Nous faisons 7 propositions alternatives :

1-      Augmenter les salaires, les retraites, les indemnités de chômage, les minimas sociaux,  et lutter contre l’évasion et l’optimisation fiscales.

2-      Taxer avant tout les compagnies pétrolières et les grandes entreprises du transport routier ou aérien, ou gestionnaires d'infrastructure (autoroutes), et notamment le groupe Total dont les bénéfices 2017 ont bondi de 39%, qui s’enrichit sur le dos des automobilistes.

3-      Taxer le kérosène (qui ne l‘est pas du tout !) pour empêcher que l’avion, très pollueur, ne concurrence le train. Supprimer l’exonération scandaleuse des taxes carburant pour le transport routier afin de développer le fret ferroviaire. Affecter l'essentiel des ressources de la taxe sur les carburants (TICPE) au développement de transports et de sources d'énergie écologiques, avec un contrôle démocratique.

4-      Arrêter la fermeture des petites lignes de chemins de fer (9000 km sont menacés), qui transforme les campagnes en déserts. Investir massivement dans les transports en commun de qualité accessibles à tous.

5-      Baisser fortement la TVA pour tous les produits de première nécessité.

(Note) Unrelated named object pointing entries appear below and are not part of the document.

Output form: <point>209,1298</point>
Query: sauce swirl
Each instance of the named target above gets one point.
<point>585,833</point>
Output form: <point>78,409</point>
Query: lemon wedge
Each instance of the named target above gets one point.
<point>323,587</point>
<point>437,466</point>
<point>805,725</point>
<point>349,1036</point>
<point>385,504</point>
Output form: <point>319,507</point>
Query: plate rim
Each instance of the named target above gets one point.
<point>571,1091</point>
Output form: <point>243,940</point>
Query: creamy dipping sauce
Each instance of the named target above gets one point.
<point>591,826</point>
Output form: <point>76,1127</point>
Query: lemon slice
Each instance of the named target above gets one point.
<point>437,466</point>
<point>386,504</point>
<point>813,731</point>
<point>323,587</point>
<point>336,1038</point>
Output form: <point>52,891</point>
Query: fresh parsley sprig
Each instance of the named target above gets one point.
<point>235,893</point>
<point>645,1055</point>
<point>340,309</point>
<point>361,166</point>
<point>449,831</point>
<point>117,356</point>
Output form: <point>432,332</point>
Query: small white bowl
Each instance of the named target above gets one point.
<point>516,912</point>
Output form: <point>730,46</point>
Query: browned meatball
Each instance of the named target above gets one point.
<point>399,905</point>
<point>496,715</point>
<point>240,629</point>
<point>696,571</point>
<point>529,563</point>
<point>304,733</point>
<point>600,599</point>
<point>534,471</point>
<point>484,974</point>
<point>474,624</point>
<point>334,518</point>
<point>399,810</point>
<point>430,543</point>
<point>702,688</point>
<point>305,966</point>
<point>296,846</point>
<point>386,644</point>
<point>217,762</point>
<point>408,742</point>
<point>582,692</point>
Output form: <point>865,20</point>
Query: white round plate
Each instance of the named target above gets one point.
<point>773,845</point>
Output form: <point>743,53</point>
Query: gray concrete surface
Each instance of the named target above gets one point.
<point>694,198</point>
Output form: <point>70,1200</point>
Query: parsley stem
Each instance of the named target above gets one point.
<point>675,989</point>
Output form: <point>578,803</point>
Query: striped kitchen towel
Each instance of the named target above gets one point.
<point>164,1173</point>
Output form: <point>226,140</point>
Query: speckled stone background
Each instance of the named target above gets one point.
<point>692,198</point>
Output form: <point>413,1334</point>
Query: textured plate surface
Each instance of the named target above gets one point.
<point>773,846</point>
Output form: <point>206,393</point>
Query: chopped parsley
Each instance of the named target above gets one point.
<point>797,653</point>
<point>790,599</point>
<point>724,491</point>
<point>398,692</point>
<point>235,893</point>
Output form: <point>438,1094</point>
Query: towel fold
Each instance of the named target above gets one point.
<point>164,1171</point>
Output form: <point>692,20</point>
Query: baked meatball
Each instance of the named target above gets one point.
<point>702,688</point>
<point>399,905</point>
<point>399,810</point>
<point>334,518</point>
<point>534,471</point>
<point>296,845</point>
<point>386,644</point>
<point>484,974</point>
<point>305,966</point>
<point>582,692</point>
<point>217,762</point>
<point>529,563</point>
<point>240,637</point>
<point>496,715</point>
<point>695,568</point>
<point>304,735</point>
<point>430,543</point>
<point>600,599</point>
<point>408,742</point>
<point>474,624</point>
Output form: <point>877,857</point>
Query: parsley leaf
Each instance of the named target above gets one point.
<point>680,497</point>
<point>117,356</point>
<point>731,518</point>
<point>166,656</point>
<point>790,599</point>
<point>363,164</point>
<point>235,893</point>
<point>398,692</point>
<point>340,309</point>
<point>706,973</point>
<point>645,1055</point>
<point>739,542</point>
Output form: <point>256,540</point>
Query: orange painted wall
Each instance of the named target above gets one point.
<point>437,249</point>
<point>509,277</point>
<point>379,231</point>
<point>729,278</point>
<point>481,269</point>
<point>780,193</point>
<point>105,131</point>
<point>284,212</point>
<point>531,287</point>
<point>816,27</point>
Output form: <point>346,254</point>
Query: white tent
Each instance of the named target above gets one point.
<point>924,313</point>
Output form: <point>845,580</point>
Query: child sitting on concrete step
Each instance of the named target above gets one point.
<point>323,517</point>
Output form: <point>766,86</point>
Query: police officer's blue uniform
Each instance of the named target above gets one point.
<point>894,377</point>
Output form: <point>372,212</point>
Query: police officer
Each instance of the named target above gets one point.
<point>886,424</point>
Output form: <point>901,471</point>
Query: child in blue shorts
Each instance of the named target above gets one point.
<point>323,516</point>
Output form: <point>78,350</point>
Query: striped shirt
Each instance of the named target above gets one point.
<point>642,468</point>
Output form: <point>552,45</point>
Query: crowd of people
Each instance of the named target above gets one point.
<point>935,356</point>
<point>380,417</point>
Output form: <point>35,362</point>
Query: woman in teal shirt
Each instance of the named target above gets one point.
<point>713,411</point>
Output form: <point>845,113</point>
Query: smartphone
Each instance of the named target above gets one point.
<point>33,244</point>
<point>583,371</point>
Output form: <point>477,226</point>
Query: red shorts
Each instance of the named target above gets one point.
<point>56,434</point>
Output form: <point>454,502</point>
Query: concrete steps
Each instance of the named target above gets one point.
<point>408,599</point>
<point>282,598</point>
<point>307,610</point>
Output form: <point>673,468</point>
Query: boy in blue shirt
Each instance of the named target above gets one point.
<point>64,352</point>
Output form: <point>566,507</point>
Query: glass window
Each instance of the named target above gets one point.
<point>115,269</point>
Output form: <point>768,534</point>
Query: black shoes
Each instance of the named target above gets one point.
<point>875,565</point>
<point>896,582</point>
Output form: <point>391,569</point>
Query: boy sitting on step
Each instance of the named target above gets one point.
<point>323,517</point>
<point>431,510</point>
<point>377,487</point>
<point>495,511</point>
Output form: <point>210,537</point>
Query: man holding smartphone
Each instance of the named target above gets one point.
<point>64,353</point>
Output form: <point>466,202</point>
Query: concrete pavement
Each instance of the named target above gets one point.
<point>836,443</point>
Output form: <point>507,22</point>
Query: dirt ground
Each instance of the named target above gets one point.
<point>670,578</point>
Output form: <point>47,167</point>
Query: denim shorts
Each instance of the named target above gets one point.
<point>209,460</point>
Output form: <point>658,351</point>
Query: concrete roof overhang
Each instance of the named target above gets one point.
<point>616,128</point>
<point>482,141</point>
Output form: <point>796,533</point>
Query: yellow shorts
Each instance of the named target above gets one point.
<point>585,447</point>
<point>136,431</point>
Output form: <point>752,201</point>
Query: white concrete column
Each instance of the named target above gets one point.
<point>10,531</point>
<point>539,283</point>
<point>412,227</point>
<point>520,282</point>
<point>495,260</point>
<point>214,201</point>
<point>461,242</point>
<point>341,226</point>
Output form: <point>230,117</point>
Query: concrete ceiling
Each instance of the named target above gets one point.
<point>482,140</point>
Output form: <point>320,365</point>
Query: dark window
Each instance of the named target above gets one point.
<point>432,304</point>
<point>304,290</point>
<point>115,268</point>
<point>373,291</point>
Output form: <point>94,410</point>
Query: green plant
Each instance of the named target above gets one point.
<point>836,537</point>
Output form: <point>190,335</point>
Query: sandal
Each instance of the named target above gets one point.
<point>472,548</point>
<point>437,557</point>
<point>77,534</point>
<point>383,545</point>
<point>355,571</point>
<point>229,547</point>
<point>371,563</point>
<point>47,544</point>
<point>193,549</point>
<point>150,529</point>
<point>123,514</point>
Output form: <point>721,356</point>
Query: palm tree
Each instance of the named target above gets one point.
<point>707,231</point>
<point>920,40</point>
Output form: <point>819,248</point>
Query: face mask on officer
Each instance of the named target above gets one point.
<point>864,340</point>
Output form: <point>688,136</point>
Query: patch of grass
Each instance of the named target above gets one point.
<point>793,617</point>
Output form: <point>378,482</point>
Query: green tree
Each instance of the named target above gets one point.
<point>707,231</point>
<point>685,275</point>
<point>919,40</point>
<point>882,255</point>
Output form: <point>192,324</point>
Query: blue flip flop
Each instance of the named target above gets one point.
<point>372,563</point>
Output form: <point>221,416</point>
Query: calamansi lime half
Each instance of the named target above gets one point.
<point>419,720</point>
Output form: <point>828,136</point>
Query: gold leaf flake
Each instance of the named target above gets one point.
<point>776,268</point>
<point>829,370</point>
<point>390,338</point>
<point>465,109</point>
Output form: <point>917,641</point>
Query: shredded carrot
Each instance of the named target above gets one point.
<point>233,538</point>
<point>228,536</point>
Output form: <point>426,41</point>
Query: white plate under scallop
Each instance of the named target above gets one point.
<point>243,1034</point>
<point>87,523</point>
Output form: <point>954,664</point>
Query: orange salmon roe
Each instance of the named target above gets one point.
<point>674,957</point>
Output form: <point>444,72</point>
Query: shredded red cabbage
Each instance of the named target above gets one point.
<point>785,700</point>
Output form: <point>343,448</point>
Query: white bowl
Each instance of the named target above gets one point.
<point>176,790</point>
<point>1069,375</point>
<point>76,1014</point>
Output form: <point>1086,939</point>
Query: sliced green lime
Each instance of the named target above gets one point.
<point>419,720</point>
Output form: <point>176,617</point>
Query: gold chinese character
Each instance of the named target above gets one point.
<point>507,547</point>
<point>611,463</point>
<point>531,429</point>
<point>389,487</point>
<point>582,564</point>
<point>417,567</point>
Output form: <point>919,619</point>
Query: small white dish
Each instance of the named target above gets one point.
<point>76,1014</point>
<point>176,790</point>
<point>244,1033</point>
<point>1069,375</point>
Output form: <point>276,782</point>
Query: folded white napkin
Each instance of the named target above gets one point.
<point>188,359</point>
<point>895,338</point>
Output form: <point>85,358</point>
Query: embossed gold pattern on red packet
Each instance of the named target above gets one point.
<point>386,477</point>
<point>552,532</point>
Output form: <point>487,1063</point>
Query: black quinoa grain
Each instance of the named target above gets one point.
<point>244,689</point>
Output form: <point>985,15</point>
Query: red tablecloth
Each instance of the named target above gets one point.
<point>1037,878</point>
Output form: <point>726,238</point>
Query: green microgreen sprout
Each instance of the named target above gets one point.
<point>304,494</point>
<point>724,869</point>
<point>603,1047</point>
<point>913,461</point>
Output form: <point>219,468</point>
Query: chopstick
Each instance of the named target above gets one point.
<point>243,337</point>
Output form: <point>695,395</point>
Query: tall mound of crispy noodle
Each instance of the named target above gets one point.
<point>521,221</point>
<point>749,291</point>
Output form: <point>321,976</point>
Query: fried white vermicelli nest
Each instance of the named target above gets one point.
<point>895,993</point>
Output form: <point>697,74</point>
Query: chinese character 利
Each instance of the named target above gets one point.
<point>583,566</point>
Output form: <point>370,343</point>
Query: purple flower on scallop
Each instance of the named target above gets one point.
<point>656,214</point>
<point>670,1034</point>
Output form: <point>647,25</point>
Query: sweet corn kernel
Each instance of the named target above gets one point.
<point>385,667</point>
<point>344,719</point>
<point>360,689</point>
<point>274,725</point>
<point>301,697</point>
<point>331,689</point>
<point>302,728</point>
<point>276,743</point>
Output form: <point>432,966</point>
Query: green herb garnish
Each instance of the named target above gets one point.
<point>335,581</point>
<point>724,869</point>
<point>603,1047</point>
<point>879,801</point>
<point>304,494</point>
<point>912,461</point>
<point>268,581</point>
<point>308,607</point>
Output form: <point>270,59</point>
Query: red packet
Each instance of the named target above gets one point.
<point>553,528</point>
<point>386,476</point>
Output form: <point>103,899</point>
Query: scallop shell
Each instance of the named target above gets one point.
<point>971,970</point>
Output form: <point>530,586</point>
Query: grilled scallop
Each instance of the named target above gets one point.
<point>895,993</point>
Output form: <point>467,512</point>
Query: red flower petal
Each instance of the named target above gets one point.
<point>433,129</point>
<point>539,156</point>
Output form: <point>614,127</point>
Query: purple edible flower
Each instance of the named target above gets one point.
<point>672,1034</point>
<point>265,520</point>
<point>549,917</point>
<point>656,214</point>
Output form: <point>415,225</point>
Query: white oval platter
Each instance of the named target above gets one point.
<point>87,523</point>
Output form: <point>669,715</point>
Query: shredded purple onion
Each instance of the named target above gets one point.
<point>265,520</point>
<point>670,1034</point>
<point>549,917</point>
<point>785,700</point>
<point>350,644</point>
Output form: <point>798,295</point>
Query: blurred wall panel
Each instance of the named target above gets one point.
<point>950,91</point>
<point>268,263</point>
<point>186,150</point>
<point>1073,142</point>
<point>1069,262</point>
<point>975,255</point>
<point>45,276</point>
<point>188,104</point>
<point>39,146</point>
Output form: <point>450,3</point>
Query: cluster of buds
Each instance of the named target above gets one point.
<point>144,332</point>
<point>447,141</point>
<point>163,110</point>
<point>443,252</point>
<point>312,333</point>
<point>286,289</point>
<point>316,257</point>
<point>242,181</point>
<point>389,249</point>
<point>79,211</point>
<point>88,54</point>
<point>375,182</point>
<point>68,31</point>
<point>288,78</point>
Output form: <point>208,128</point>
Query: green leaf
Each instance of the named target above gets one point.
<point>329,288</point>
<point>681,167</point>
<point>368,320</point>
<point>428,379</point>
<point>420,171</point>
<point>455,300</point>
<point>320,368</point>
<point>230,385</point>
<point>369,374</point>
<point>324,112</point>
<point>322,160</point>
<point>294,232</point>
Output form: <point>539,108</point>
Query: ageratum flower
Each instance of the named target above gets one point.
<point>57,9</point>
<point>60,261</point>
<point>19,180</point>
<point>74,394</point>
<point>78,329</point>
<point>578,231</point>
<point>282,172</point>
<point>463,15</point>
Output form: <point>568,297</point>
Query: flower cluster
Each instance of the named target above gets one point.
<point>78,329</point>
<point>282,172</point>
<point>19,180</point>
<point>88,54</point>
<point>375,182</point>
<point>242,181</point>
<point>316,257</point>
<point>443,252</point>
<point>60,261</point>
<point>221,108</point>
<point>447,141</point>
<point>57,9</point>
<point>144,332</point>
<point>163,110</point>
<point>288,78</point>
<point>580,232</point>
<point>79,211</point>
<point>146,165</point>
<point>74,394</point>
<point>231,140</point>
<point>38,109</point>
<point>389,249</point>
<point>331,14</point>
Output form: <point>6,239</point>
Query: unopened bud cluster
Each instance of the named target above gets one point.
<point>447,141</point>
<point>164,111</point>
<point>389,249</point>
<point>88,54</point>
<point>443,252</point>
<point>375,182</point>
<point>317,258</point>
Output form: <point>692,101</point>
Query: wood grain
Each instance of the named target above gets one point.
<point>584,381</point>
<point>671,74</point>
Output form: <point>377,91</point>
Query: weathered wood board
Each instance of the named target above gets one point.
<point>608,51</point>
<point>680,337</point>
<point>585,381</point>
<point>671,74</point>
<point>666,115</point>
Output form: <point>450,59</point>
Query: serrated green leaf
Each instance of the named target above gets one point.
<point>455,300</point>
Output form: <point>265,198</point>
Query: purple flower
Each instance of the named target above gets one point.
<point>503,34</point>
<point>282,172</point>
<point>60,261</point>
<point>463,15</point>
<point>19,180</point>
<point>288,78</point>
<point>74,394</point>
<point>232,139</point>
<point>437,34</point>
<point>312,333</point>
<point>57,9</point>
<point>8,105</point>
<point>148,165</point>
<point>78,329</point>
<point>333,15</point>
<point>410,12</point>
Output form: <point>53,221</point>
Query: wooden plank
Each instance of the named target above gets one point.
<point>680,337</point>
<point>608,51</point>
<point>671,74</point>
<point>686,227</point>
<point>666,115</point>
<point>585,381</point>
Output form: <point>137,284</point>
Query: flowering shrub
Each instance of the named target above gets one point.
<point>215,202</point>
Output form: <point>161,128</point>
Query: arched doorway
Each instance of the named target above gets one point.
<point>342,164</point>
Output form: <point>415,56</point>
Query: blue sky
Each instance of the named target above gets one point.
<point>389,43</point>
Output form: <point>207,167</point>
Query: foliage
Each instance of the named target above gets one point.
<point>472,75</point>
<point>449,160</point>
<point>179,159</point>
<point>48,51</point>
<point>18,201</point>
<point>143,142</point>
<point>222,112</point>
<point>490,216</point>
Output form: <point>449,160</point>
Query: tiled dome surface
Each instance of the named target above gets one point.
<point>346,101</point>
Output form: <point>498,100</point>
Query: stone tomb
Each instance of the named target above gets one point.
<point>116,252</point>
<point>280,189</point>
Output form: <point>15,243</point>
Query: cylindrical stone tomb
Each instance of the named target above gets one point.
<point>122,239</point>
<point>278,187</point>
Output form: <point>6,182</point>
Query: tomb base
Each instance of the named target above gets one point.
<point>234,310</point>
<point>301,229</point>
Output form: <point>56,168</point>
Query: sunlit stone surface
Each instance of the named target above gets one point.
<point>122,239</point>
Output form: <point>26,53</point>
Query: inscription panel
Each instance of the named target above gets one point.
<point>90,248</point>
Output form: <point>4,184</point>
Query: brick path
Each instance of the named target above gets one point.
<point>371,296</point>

6-      Contraindre les constructeurs à fabriquer des véhicules propres et sécurisés ; interdire la production et l’importation de véhicule diésel.

7-      Engager sur ces bases de justice sociale la transition écologique

 Tous ensemble, agissons avec les forces de gauche et écologistes, les syndicats, les associations environnementales, les usagers des transports.  Pour sortir de la pauvreté, de la pollution, des bas salaires, de la dégradation des services publics, il faut une autre politique !  

Le 15 novembre 2018.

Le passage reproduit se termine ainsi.